Share

7. Istri Kedua Yang Buta

Dalam perjalanan pulang menuju mansion, Winarta masih teringat dengan perkataan Jemi saat di kantor. “Apa iya Desti adalah anak Burdan?”

Winarta menggelengkan kepalanya cepat, dan berkata, “Tidak mungkin Desti adalah anak Burdan, setauku anak Burdan masih perawan.” Satu alasan itulah yang membuat Winarta masih menyangkal kebenaran yang ada. Winarta sangat mengutamakan keperawanan wanita karena baginya wanita yang tidak perawan lag adalah wanita yang dengan mudah menyodorkan tubuhnya kepada pria.

Tak lama kemudian, mobil Winarta memasuki gerbang mansion. Winarta melangkah masuk ke dalam mansion yang mana di depan pintu masuk mansion sudah ditunggu oleh Pak Karja kepala pelayan yang bertugas mengurus semua kebutuhan sehari- hari Winarta. Pak Karja juga, merupakan salah satu orang tua yang berjasa untuk Winarta. Karena semejak Winarta kecil Pak Karjalah yang menguus Winarta.

“Di mana istriku, Pak?” tanya Winarta membuat Pak Karja bingung.

"Istri yang mana, Tuan?" tanya Pak Karja mengambil tas dan jas yang Jefri berikan kepadanya.

"Desti," jawab Winarta singkat.

"Oooo … nyonya Desti saat ini masih di kamar Tuan. Nyonya alergi ikan dan sekarang sudah membaik," ujar Pak Karja dengan senyum tipis di bibirnya.

Tanpa menunggu lama, Winarta pun melangkah menaiki tangga. Dalam hati Pak Karja merasa senang karena tuannya mulai perhatian terhadap wanita. "Semoga nyonya Desti bisa meluluhkan hati tuan," batin Pak Karja.

Winarta yang ingin melangkah menuju kamarnya terhenti saat ia melintasi kamar Desti. Winarta menatapi pintu kamar Desti yang tertutup, sebenarnya Winarta ingin masuk dan melihat kondisi Desti. Akan tetapi, Winarta takut jika Desti akan salah paham dan mengira Winarta memiliki perasaan kepadanya. Winarta pun melangkahkan kakinya menuju kamarnya.

Di kamar Desti, saat ini Desti dengan bajunya yang basah terduduk di lantai dan menangis merasakan sakit pada lutut dan pipinya. Di depan gadis itu, terdapat Siska yang memperlihatkan wajahnya yang marah, ia menatap wajah gadis buta di bawahnya saat ini dan tersenyum sinis. Kedua maid Desti diikat di atas ranjang dengan mulut mereka yang disumpal kain.

"Camkan ini baik-baik, kau di sini hanyalah PEM-BAN-TU," ucap Siska dengan menekankan kata 'pembantu' dan kembali berkata, "Walaupun kau adalah istri Winarta, tapi kau tak berhak atasnya, hanya aku yang boleh melayaninya."

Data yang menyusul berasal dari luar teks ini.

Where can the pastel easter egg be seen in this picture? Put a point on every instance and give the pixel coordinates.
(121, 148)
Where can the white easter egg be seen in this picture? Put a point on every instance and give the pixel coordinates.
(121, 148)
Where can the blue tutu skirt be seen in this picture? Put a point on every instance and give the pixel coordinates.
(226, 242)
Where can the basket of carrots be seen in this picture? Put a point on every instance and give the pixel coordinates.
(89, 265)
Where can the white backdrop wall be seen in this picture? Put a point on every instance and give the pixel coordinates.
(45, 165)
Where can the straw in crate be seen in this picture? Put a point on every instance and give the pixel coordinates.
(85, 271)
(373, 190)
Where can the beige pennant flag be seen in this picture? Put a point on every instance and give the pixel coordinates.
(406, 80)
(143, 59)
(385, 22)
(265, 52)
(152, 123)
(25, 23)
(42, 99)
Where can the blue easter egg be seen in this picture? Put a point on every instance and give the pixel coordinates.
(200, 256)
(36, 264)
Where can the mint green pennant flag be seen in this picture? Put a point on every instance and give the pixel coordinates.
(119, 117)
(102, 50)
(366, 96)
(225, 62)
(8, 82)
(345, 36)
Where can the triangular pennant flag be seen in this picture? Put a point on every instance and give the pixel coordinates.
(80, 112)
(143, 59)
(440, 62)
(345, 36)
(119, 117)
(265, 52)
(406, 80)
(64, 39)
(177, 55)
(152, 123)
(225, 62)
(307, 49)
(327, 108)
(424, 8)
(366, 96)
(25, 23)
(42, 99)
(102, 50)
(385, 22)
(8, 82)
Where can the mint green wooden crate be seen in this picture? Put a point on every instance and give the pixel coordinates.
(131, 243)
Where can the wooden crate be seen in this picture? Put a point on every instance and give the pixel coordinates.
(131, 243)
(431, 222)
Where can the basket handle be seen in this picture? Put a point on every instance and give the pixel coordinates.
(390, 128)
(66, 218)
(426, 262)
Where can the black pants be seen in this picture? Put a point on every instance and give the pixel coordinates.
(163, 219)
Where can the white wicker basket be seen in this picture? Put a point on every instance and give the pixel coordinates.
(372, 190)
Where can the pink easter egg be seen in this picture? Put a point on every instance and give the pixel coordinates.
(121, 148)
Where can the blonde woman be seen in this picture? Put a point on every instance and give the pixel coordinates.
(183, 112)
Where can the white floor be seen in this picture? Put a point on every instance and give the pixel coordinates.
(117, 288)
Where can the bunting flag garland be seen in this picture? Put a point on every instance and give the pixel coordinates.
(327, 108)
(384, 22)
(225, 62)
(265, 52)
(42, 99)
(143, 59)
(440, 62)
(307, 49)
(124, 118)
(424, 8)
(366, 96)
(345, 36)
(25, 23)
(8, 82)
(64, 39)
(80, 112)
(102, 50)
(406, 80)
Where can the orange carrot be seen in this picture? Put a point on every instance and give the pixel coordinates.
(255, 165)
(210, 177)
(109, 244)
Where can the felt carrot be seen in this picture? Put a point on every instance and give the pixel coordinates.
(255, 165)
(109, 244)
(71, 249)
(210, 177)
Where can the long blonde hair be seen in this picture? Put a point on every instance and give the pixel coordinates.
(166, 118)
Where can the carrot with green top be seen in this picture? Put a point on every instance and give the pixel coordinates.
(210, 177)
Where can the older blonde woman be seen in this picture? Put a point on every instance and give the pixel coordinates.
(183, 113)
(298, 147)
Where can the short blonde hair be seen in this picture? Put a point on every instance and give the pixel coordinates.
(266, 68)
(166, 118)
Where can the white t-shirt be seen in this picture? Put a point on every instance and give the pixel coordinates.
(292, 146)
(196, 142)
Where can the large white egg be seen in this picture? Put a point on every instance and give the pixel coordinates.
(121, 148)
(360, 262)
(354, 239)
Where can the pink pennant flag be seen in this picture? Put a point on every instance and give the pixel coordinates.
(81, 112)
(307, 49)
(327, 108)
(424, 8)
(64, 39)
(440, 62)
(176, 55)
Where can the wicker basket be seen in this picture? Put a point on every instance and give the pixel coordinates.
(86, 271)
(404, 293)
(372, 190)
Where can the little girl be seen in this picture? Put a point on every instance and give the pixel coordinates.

"I-iya … hiks, tapi tolong lepaskan Nita dan Jona," ucap Desti. Desti meraba-raba lantai di sekitarnya mencari kaki Siska untuk memohon.

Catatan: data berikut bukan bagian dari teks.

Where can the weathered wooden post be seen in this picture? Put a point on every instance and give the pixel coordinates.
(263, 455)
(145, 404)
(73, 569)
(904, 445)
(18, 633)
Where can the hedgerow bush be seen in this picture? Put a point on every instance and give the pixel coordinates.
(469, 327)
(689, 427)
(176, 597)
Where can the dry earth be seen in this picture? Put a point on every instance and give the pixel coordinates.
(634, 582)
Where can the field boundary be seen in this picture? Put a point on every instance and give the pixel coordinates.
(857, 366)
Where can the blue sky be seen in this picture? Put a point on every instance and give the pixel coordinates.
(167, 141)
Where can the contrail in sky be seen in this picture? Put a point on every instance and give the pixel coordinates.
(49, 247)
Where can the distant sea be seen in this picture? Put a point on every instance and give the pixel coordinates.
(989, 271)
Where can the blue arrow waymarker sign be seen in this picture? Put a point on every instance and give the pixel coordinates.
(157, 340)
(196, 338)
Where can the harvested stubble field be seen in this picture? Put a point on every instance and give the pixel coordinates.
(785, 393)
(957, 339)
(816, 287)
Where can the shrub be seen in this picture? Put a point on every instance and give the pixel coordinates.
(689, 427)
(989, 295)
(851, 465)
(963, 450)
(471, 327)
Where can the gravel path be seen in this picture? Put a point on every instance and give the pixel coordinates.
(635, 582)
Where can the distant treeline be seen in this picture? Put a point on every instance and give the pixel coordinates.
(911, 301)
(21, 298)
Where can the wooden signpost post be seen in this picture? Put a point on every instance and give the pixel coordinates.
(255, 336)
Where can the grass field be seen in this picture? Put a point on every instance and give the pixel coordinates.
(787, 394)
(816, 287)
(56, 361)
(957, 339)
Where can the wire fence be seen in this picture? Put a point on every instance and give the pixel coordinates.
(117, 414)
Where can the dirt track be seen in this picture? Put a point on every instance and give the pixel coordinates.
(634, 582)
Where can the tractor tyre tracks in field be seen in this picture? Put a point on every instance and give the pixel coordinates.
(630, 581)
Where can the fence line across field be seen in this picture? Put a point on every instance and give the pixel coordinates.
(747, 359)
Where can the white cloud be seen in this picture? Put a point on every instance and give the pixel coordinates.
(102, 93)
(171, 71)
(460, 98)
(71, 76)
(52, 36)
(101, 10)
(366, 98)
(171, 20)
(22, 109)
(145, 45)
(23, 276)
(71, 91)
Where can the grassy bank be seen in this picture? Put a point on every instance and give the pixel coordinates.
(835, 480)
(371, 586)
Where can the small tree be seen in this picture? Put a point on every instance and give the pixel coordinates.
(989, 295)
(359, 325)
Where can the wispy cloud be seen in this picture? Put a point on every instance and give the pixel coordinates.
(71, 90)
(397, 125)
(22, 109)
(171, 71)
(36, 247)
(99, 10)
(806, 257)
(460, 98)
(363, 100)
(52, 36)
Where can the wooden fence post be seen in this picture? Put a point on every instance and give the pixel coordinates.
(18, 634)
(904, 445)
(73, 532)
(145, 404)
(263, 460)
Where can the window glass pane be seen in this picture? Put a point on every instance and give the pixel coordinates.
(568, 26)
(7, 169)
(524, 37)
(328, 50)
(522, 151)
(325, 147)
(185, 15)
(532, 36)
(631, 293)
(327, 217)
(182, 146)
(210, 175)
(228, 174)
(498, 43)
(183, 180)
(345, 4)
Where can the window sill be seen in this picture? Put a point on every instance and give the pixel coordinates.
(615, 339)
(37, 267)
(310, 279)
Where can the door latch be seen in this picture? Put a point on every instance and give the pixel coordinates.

Akan tetapi, Siska langsung menginjak tangan Desti sampai tangan putih, mulus dan bersih itu merah dan terluka. Nita dan Jona yang melihat hal itu berusaha untuk bangun dan melawa, tapi sangat di sayangkan mereka tidak berdaya. Bahkan mereka tidak bisa mengeluarkan suara karena mulut mereka yang di sumpal.

Desti tetap diam. Ia berusaha untuk tidak merespon rasa sakit yang ia terima, tetapi air matanya tetap jatuh membasahi pipinya. Melihat itu membuat Siska bahagia dan berkata, "Awas aku melihatmu berdekatan lagi dengan Winarta. Aku akan membuat dua maidmu ini dipecat!"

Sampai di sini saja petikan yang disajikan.